Il reste le quotidien de millions de salariés. Ensuite, parce qu’il est toujours périlleux de juger l’esthétique des époques passées : ce qui nous semble terne ou daté fut souvent salué, en son temps, comme le nec plus ultra de la modernité.
Cela étant dit, difficile d’ignorer la tendance : les espaces de travail sont gagnés par un véritable mouvement d’esthétisation. Scénarisés, stylisés, ils deviennent des objets culturels à part entière, pensés pour séduire, raconter une histoire, offrir une expérience. Une mutation qui n’est d’ailleurs sans doute pas étrangère à ce phénomène plus large qui fait de la mise en beauté du quotidien une nouvelle norme sociale et culturelle.

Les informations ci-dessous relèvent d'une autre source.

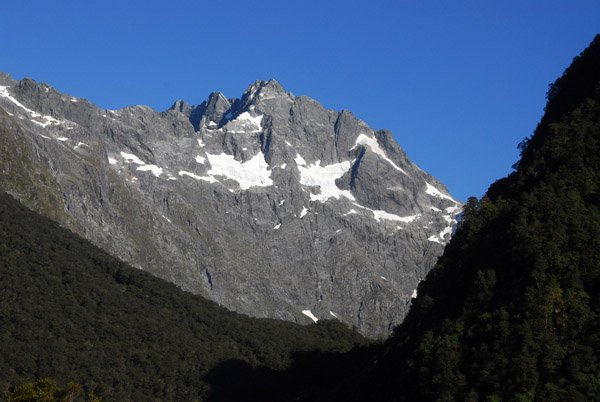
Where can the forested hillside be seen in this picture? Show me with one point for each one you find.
(71, 312)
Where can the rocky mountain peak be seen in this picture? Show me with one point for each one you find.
(269, 204)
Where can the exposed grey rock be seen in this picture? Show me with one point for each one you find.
(269, 204)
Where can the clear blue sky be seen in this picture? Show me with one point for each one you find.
(458, 83)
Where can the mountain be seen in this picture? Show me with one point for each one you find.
(511, 311)
(270, 205)
(72, 312)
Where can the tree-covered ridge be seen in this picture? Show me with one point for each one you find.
(71, 312)
(511, 311)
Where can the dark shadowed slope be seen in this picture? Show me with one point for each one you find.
(71, 312)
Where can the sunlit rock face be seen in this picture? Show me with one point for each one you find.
(271, 205)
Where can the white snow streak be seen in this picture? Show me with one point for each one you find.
(132, 158)
(372, 143)
(310, 315)
(437, 193)
(156, 171)
(324, 177)
(253, 172)
(47, 120)
(299, 160)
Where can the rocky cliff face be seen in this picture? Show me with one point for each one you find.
(270, 204)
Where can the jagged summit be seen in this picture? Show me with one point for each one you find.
(269, 204)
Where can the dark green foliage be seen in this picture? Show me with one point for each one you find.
(511, 311)
(46, 390)
(71, 312)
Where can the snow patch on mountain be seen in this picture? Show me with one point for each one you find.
(324, 177)
(310, 315)
(253, 172)
(372, 143)
(132, 158)
(434, 192)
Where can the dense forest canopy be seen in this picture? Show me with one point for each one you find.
(71, 312)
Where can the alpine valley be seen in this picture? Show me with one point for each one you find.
(270, 205)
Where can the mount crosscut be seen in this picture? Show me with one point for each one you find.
(270, 204)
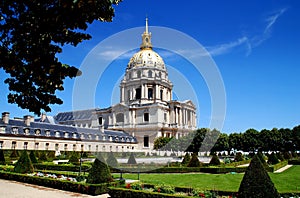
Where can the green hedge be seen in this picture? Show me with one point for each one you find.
(62, 167)
(91, 189)
(294, 162)
(130, 193)
(277, 166)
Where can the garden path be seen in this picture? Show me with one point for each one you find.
(13, 189)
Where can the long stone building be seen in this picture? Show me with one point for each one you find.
(146, 111)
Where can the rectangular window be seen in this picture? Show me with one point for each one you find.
(150, 93)
(146, 141)
(25, 145)
(146, 117)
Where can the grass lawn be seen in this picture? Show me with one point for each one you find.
(288, 181)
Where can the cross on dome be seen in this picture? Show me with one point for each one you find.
(146, 38)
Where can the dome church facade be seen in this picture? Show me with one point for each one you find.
(146, 109)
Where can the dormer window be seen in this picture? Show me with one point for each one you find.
(47, 132)
(14, 130)
(66, 135)
(57, 134)
(2, 129)
(26, 131)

Dans l’immobilier tertiaire, cette réaction « esthétisante » est aussi une réponse à plusieurs décennies de rationalisation à outrance. Réduit à un actif financier, le bureau a longtemps été envisagé comme un produit générique, sans qualités, conçu pour être aisément valorisable, revendable et louable. Une logique industrialiste qui arrive aujourd’hui en bout de course. L’essor du télétravail, l’attention portée au bien-être des collaborateurs comme la valorisation croissante des soft skills s’accommodent mal des plateaux uniformes et des néons blafards. Pour incarner l’identité d’une entreprise, séduire les talents, fidéliser les équipes, le bureau doit désormais « faire envie ».

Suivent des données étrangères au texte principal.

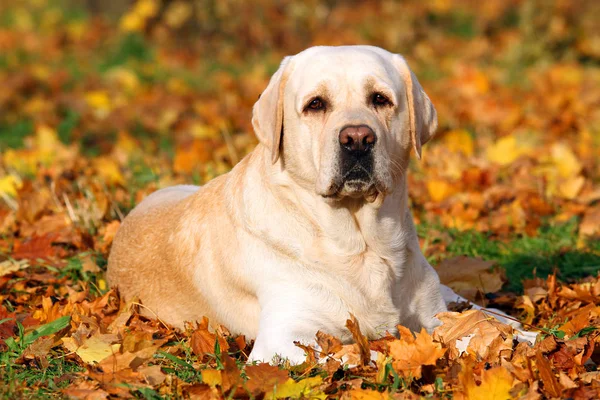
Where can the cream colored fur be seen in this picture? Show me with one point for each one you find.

On comprend aisément les vertus mais aussi les risques d’un tel mouvement. Car, au fond, derrière le sujet de l’esthétique se joue une autre question plus essentielle : pourquoi et comment donner aux collaborateurs de bonnes raisons de venir au bureau ? Y répondre suppose de déployer une nouvelle méthodologie pour penser les parcours utilisateurs et la relation entre les usages, le bâtiment et les services. C’est seulement au prix de cette ingénierie que la recherche de singularité ou même la beauté ne seront ni un simple décor ni un pastiche de la maison ou de l’hôtel mais bien une ressource au service du travail.